The 1976 VOA Charter says the taxpayer-funded news service "will be
accurate, objective and comprehensive." Its journalistic code calls for balanced
reporting of controversial issues.
Tomsen said he and colleagues at UNO's Center for Afghanistan Studies
studied the broadcasts after hearing complaints. "Afghans would go through the
roof," he said. "They'd hear the broadcasts, and they'd call and complain."
The UNO program's staff recorded the broadcasts, and Tomsen asked an outside
source to analyze them. He compiled a log of more than 100 interviews, talk
shows and news stories featuring the views of Taliban leaders or sympathizers.
"Interviews with members of the anti-Taliban opposition inside Afghanistan are
as rare as hen's teeth," he wrote.
Tomsen did not fault the VOA broadcasts in Dari, the other major Afghan
language. Pashto is spoken primarily in southern Afghanistan by the nation's
largest ethnic group, the Pashtuns. The Taliban leaders are Pashtun.
The broadcasting bureau asked two Pashto-speaking professors to analyze
tapes of selected broadcasts for possible bias. The evaluators criticized the
balance and journalistic quality of some reports but said they generally were
balanced.
The professors' names are removed from the report, but another document
identifies them as Anwar ul-Haq Ahady of Providence College and Alam Payind of
Ohio State University.
Tomsen faulted their selection, particularly Ahady, who heads an Afghan
party whose members Tomsen said "almost always support the Taliban."

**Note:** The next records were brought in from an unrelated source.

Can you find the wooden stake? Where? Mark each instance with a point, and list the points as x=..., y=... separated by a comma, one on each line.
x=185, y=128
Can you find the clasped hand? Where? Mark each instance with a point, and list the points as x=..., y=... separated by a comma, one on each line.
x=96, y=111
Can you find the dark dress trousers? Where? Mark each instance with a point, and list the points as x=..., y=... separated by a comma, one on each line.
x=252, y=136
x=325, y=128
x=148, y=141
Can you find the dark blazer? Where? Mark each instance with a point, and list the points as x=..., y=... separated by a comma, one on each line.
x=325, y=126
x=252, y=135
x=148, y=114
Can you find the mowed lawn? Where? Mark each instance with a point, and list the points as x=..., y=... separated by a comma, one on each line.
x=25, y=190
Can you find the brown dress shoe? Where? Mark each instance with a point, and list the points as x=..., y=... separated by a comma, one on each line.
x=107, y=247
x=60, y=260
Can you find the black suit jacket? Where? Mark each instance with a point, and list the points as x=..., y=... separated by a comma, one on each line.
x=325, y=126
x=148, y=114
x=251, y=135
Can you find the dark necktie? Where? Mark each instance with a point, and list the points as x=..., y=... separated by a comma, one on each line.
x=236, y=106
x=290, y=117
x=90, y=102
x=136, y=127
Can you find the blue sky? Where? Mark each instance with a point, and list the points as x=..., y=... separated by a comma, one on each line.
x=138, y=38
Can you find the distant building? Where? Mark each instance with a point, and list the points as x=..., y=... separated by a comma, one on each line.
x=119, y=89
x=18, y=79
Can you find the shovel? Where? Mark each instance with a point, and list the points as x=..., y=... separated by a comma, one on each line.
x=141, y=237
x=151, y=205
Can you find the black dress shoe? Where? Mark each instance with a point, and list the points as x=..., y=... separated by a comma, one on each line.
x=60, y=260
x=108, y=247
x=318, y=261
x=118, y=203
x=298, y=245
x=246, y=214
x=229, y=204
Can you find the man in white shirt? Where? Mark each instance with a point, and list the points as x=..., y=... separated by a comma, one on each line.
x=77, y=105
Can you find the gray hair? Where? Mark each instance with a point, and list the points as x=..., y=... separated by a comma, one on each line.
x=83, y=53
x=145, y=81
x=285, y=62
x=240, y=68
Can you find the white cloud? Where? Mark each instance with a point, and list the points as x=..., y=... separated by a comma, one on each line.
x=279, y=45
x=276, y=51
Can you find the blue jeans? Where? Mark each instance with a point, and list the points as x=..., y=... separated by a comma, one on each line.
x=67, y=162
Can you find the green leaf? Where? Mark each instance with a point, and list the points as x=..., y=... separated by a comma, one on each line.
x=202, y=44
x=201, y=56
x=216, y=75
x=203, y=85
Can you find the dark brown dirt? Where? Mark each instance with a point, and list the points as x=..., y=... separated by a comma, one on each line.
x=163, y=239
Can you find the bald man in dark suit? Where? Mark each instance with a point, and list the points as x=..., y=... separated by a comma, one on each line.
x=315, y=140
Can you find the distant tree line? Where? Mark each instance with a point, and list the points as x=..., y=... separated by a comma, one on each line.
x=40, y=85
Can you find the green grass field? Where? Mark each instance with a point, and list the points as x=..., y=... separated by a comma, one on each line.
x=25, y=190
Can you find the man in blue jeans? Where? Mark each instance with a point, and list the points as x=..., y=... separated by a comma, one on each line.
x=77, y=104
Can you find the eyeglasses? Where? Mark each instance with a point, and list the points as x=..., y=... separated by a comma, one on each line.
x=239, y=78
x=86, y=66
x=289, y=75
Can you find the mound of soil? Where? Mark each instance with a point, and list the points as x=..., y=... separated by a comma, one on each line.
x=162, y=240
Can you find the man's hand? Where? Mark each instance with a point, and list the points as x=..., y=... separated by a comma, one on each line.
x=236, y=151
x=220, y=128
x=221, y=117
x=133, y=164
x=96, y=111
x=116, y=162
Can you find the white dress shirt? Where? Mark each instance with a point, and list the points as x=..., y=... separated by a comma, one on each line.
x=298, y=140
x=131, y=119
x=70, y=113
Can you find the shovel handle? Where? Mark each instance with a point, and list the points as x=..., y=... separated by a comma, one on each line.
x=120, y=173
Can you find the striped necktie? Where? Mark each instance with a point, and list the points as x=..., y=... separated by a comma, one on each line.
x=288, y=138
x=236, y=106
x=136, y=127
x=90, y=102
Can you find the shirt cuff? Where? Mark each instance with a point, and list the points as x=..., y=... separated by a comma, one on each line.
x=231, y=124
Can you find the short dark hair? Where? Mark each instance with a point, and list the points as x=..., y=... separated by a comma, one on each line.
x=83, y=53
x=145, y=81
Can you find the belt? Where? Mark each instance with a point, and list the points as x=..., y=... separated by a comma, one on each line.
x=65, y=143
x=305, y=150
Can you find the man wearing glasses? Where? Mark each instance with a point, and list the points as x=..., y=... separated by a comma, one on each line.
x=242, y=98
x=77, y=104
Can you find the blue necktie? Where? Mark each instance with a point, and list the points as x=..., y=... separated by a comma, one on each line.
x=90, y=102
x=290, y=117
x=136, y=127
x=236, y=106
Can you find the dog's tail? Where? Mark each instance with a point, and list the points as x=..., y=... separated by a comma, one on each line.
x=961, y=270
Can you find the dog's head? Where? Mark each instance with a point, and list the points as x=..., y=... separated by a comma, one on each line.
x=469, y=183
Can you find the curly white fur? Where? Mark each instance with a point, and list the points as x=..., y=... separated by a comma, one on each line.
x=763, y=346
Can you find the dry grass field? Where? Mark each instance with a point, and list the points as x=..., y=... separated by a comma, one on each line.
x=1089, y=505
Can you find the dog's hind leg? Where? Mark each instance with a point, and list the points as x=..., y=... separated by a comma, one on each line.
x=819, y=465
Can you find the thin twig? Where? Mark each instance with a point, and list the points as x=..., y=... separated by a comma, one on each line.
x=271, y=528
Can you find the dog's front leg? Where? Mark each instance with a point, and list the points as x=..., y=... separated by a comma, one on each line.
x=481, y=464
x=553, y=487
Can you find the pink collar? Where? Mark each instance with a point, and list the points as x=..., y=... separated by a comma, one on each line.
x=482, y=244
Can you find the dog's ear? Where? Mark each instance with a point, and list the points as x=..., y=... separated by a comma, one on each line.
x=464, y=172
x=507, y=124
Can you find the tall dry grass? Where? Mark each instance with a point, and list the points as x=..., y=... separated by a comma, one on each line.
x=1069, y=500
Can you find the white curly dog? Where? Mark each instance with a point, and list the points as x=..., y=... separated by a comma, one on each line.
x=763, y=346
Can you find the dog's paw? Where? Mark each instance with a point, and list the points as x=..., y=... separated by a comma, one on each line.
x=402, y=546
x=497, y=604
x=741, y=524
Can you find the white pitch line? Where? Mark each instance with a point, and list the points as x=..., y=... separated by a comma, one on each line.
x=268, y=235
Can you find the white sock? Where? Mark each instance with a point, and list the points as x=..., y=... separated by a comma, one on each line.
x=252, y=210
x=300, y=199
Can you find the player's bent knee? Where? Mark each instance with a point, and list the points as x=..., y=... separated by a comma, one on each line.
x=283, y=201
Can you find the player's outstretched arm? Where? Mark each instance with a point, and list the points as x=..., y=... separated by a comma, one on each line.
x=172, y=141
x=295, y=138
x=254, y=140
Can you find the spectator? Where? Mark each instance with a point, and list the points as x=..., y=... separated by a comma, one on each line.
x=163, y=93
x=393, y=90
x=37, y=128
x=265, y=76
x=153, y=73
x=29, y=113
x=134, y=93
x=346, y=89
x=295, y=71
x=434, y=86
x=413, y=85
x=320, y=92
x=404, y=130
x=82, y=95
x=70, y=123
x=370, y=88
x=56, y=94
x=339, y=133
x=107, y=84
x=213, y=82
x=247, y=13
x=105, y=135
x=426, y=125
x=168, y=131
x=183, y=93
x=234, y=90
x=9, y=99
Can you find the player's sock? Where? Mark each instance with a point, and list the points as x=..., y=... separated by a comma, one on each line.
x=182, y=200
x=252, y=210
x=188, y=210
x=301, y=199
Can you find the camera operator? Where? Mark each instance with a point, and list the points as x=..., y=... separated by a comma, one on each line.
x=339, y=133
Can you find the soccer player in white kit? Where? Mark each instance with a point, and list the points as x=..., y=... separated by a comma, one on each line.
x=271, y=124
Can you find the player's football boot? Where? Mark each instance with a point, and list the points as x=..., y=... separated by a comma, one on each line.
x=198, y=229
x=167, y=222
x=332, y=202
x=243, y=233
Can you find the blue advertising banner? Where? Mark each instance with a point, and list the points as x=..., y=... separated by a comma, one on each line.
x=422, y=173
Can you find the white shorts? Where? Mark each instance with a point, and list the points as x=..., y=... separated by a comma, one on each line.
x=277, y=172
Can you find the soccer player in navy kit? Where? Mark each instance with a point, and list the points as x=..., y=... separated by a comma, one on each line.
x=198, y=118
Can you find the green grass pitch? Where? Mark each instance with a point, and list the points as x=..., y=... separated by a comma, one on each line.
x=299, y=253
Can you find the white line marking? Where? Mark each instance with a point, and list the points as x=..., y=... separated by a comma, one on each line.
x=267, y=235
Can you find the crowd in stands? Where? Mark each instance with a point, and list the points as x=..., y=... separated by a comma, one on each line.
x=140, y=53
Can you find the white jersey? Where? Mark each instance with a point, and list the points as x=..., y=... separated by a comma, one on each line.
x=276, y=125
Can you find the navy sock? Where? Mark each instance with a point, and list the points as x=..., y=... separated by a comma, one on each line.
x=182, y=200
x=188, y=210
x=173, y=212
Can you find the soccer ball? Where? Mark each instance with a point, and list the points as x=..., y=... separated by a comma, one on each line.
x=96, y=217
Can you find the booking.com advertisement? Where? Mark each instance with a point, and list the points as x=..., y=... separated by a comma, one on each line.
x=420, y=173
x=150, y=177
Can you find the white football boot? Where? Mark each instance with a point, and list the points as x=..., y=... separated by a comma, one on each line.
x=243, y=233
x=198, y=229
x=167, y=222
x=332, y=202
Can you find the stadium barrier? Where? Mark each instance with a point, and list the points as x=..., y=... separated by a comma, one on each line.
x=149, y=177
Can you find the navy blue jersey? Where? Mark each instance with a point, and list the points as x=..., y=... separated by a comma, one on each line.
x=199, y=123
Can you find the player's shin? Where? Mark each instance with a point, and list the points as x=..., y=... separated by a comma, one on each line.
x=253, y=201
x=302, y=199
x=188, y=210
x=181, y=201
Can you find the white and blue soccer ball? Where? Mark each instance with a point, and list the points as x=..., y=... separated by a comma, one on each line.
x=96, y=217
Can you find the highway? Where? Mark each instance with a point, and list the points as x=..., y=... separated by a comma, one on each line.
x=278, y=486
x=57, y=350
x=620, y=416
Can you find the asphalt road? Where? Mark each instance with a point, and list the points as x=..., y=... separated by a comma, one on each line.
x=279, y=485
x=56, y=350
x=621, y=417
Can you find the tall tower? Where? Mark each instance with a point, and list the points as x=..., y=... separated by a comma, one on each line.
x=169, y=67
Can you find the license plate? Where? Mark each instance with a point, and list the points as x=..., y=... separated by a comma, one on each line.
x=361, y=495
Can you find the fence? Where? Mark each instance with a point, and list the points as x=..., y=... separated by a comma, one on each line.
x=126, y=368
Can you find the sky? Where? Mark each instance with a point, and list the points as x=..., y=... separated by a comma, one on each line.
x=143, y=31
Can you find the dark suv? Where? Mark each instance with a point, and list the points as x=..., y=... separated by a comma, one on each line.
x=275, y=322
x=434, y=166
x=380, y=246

Ahady declined to comment.
Voice of America
Broadcasts in Pashto and Dari
1 hour and 45 minutes each per day into Afghanistan and Pakistan and on the
internet (www.voa.gov).
80 percent of Afghan men listen weekly, according to 1999 survey.
60 percent of Afghan men listen daily.
72 percent of Afghan men agreed that "VOA gives you the facts and lets you
form your own opinions."
Tied with BBC as leading news source in Afghanistan.